Secondly, even though they are investing heavily, this is not a very profitable business for them right now, and that also shows that foreign companies won’t come in and start making money from day one and drive everyone else out of business.

Financial Express had another interesting story about retail where they wrote about a new concept of connecting farmers to the urban market pioneered by Mr. Harsha Moily, who is the son of Corporate Affairs Minister, Mr. V. Moily.

I’ve written about 3D printing several times, and I’m really fascinated with it because there is no doubt in my mind that this is going to make a huge difference to how we live a few years from now. Here is an article on 3D printed blood vessel network.

Brad Feld has a fascinating take on what it means to be busy and he talks about his own work schedule and how we create a busy trap to avoid our fear of death.

Fast Company has an interesting article on Google Glass, which makes them sound quite useable (at least to me).

Finally, Indexed has a brilliant take on things you run from and things you run to.

Enjoy your weekend!

10 thoughts on “Higgs Boson 3D printed blood vessels to avoid busy trap”

  1. >>so far that hasn’t affected the kirana stores that everyone is so worried will die due to FDI in multi brand retail.

    I am not so sure about this. In a place where I used to live and still go very frequently ( BTM Layout, Bangalore), a couple of Kirana shops have closed down or turned into eateries since the advent of retails shops like Reliance Fresh. Of course, a few chain retail stores also found the going tough there (for e.g. a Nilgiris and a More store closed down).

    Above is anecdotal evidence, for sure, but sometimes I wonder if small kirana shops will survive. My own shopping has changed totally to a organised retail chain store.
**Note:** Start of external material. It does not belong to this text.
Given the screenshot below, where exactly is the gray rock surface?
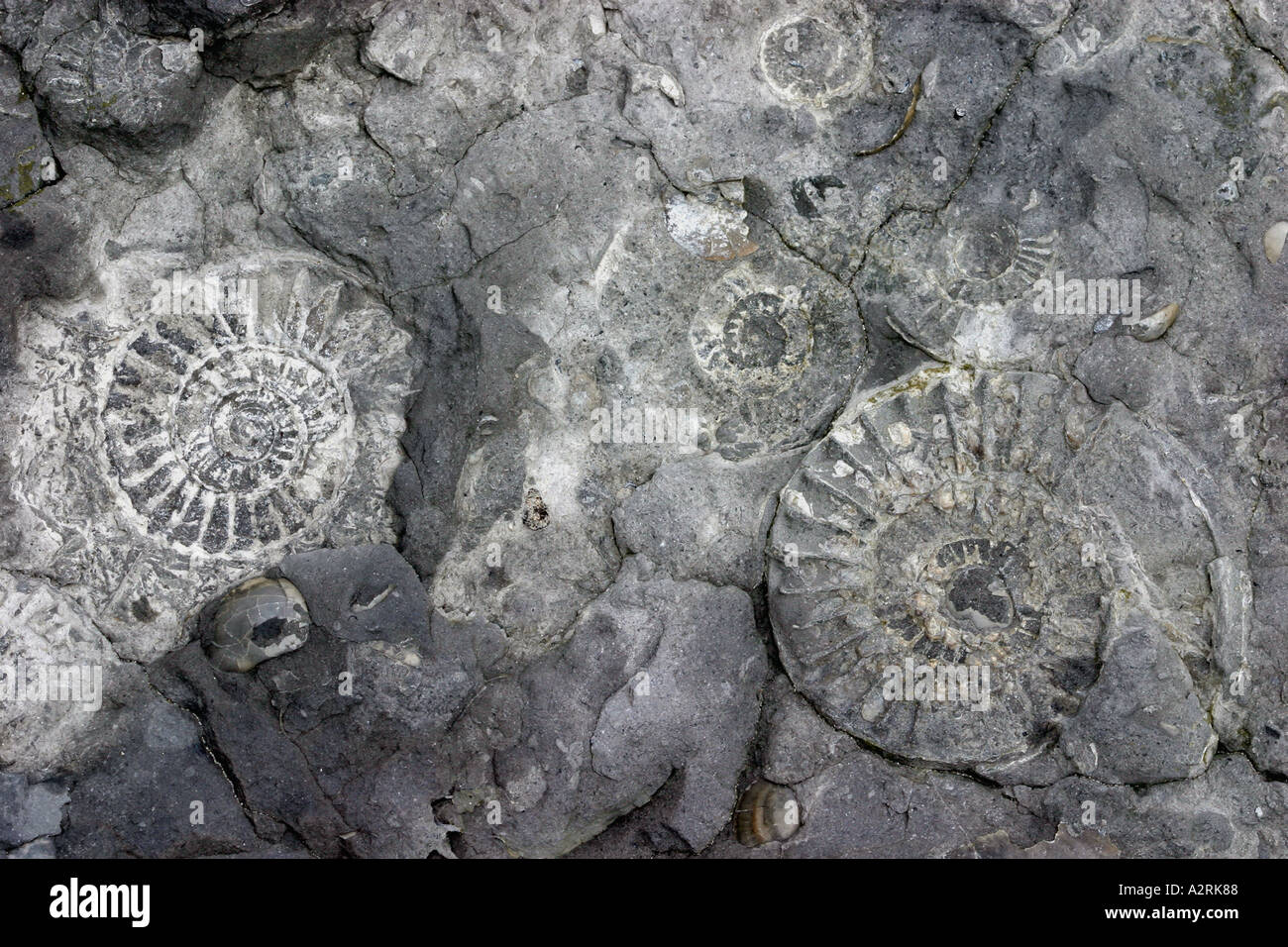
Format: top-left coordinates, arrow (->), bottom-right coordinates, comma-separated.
0,0 -> 1288,858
Only occasionally do I go to the neighbourhood kirana store to buy stuff which I would have forgotten to buy from organised retail. I am sure that’s the same for a lot of people now.

    1. My experience with the place I live in Delhi has been different. Even though people have changed their buying habits, the four stores that I can think of that have been there since my childhood (and much before that) are still there. I can definitely see that people’s buying preferences have changed but somehow these stores have also survived and seem to be doing alright.
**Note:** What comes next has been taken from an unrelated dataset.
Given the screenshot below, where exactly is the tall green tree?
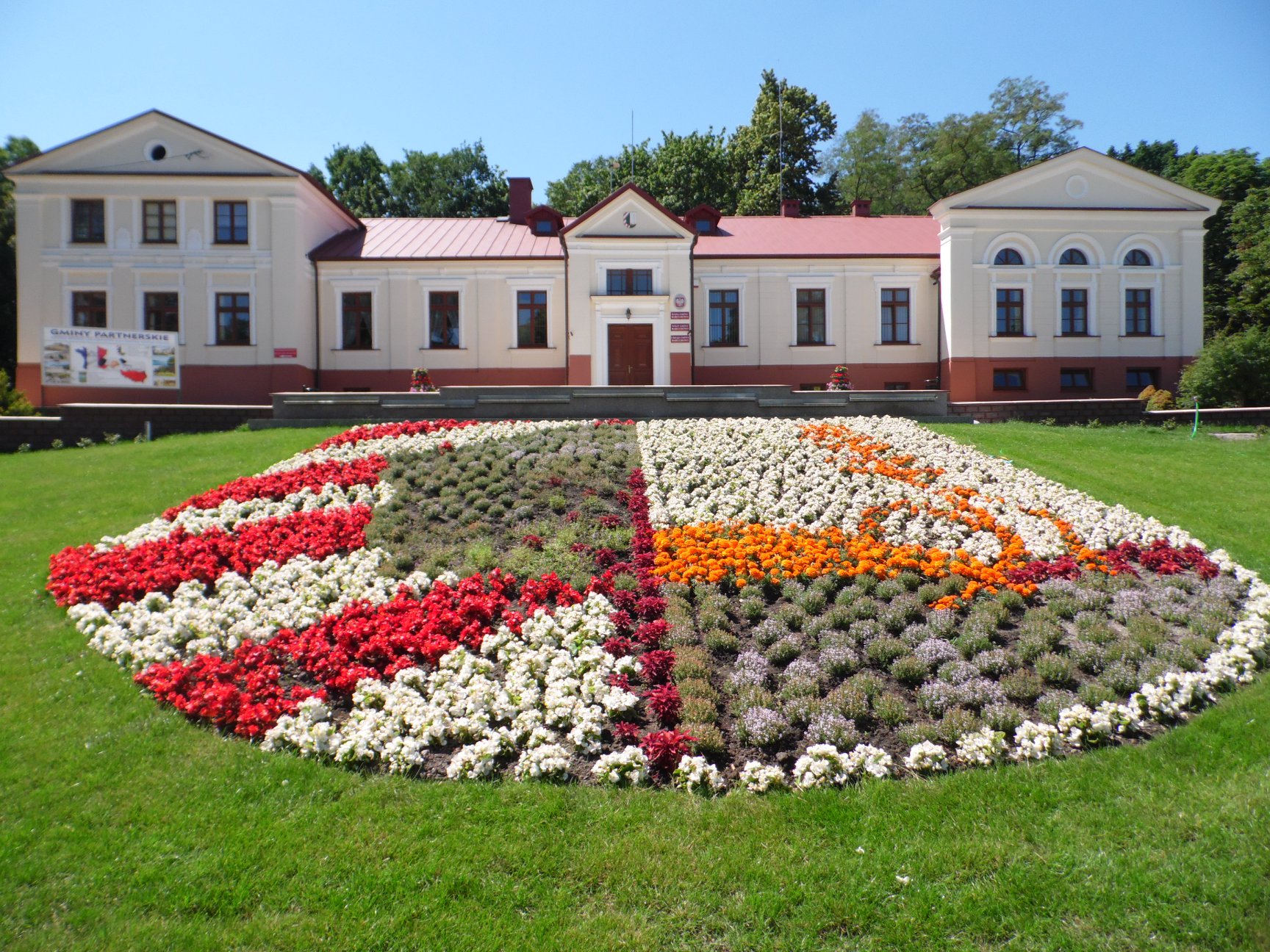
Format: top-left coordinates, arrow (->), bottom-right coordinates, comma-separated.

  2. The financial express story on Moily is such a disappointing one, because

    1. Not a single word about what and how the business aims to do things differently.
    2. Why other such models failed or were not attempted before ?
    3. Very irrational exuberance on telling the story behind each product. does it mean before buying each liter of milk customer will get to know the color of the cow which yield it and name of person who milked it ?

    Just goes gaga about telling the story of each product on the shelf and eliminating the middleman and back/fore-ground of Mr. Moily. Utterly disappointed. Looks like a planted story.


    1. It doesn’t look like planted to me because there is only so much you can can cover in one story, specially one that’s an introduction. Let’s see how this pans out.

      1. Sure an article can only cover this much.
        But connecting farmer to the urban market is neither a newly found problem nor is the article talking about a newly found solution.
        If it’s talking about a new and revolutionary model of business like the headline “Farm to mkt, Moily Jr. builds direct route” suggests, i would rather hear about the model, why it is new and revolutionary rather than who the person is behind it and what’s his background and how he could have gone into some other line of profession based on his ancestry and what he did before this etc etc..

        The only few lines of insight into the business are
        – “Every produce in the store will come with a story. where it was sourced from and what is that farmer’s tale,”
        – “produce will be tagged with the ‘food miles’ it has travelled from the farmer to the city. Fruits, vegetables and eggs will be time-stamped to record freshness”
        – “By eliminating middlemen, Moily aims to deliver maximum returns to the farmer.”

        Out of the 3, the 3rd one is a crucial one. And every one from ITC to Reliance is already doing it to a certain extent and trying to solve the associated problems !

        2nd half of the article is completely devoted to cover the promoters rich heritage.
        Now, i sure expect more than that.

        Of course we can agree to disagree 🙂


        1. I’d love to see all these details 🙂 I’m with you on that.

          Just that I don’t see that they have planted this story. Sometimes I read very similar stories in major newspapers and they read all the same and that looks like a planted story, but this doesn’t look like that to me and more than that FE is not that big a paper to begin with (compared with others).